Durablement installé, le doute masque l’extraordinaire richesse d’une œuvre elle-même paradoxale, où apparaissent malgré tout quelques lignes de force, et, en premier lieu, la présence permanente, dans chaque intrigue d’“héroïnes fabuleuses”, pour reprendre les termes de Jean-Paul Török   . L’Antinéa de L’Atlantide, l’Alberte du roman éponyme (Alberte, 1926) et bien d’autres sont devenues des figures familières pour des milliers, voire des millions, de lecteurs.

Brillant Don Juan, l’auteur a toujours rendu hommage aux femmes, qu’il estime : “J’adore les femmes. Tout me séduit chez elles […]. J’ai confiance en leur jugement. Il est rare, voyez-vous, qu’une femme ait tout à fait tort”   . L’action des récits se situe dans tous les pays, sur les cinq continents : Océanie avec Erromango (1929), Irlande avec La Chaussée des Géants (1922), Afrique noire avec Feux d’artifice à Zanzibar (1955), Chine avec Le Désert de Gobi (1941), etc. Les thèmes et les tons sont variés, qu’il s’agisse de chanter la joie, de distraire à travers Le Déjeuner de Sousceyrac (1931), ou d’évoquer le deuil, la peine dans Les Amours mortes (1961) ou les brûlures de l’Histoire dans Fabrice (1956).

Car, et c’est là un nouveau paradoxe, ce “faiseur de romans de gare”((Jean-Paul Török, Pierre Benoit, op. cit.), est aussi un être de lectures. L’évasion, les paysages exotiques, masquent trop souvent la profonde culture propre au créateur : “Pierre Benoit n’est pas un simple voyageur […]. Il est de la race des Loti et des Farrère, mais […] il est aussi féru d’informations et de savoir”((p. 149)). De fait, et derrière l’exotisme, les contrées lointaines, se cache le souvenir de lectures : “La chose qui m’intéresse le plus dans les pays que je traverse est le souvenir des écrivains qui les ont célébrés. […] On ne saurait avouer avec plus de franchise l’origine livresque de ses impressions.

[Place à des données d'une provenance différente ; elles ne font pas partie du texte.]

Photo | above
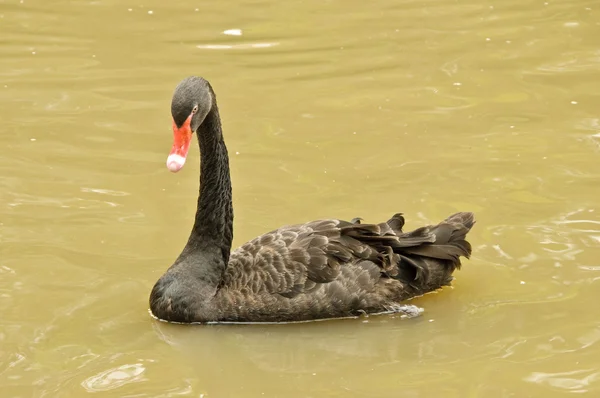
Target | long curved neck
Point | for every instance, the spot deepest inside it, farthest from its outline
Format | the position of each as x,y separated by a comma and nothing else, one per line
212,232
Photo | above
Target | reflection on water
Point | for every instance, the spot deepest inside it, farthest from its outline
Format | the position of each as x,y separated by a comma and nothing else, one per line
424,108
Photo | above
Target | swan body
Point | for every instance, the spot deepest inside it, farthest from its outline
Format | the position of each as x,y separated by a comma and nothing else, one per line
318,270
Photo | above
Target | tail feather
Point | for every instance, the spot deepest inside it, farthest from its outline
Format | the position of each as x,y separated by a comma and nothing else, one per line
429,255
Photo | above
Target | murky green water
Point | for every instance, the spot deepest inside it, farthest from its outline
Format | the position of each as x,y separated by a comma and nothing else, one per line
331,109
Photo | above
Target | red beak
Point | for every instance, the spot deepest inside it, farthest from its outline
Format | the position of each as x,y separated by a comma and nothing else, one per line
181,144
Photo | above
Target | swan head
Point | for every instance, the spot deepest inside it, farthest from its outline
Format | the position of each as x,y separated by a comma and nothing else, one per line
192,101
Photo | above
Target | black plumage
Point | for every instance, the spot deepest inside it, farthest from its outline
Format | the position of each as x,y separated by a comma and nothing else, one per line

Il n’est que trop vrai pourtant : c’est Chateaubriand que je suis allé chercher à Jérusalem ; c’est Pierre Loti qui m’intéressait à Papeete, Lamartine à Beit-el-Din, Gérard de Nerval au Krak des Chevaliers”, affirme-t-il cette fois en août 1928, dans “La Martinique et Fort de France”   .

Romancier, critique, essayiste et traducteur, Gérard de Cortanze signe là une biographie exhaustive et passionnante, surprenante souvent, écrite dans un style sobre et poétique, empreint d’une délicate nostalgie. Par-delà le portrait d’un homme de Lettres fameux et reconnu de son vivant se dessine l’histoire de toute une génération, en proie aux tourments d’une période troublée, et sur laquelle il convient de porter un regard neuf.